Extract from the posting:
First off I can confirm a few basic facts, namely that we really did receive a ~300 Gbps attack directed at Cloudflare, and later specifically targeted at pieces of our core infrastructure. This is definitely on the large end of the scale as far as DoS attacks go, but I wouldn’t call it “record smashing” or “game changing” in any special way. It’s just another large attack, maybe 10-15% larger than other similar ones we’ve seen in the past, and I’m certain we will continue to see even larger ones in the future as global traffic levels increase.

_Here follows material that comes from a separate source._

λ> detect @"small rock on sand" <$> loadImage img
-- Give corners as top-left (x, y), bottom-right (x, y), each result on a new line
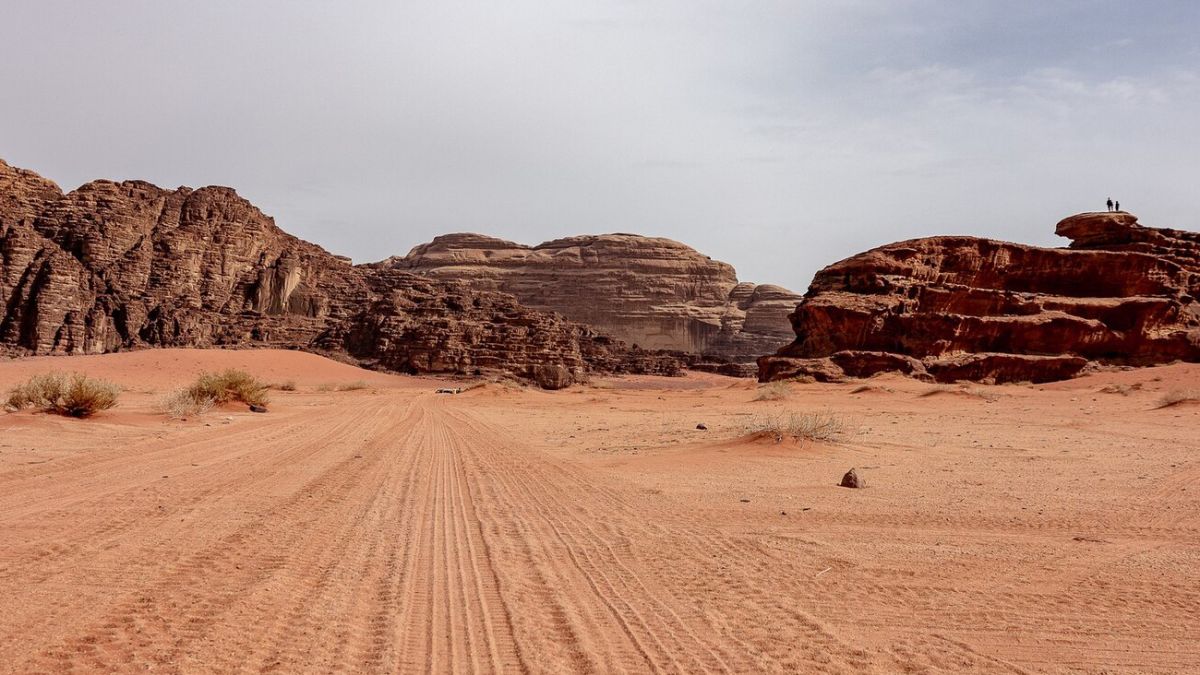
top-left (839, 468), bottom-right (865, 489)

What made this particular attack notable is where it was targeted, which greatly increased the number of people who noticed it.
In defense of the claims in other articles, there is a huge difference between “taking down the entire Internet” and “causing impact to notable portions of the Internet”. My company, most other large Internet carriers, and even the largest Internet exchange points, all deliver traffic at multi-terabits-per-second rates, so in the grand scheme of things 300 Gbps is certainly not going to destroy the Internet, wipe anybody off the map, or even show up as more than a blip on the charts of global traffic levels. That said, there is absolutely NO network on this planet who maintains 300 Gbps of active/lit but unused capacity to every point in their network. This would be incredibly expensive and wasteful, and most of us are trying to run for-profit commercial networks, so when 300 Gbps of NEW traffic suddenly shows up and all wants to go to ONE location, someone is going to have a bad day.
But, having a bad day on the Internet is nothing new. […]
The whole thing is worth reading, all of which is a response to this Gizmodo article and apparently re: one comment on it from someone looking for primary sources.
I hope the comment’s author feels he got his money’s worth.
tl;dr – breaking the internet is still really hard via DDoS.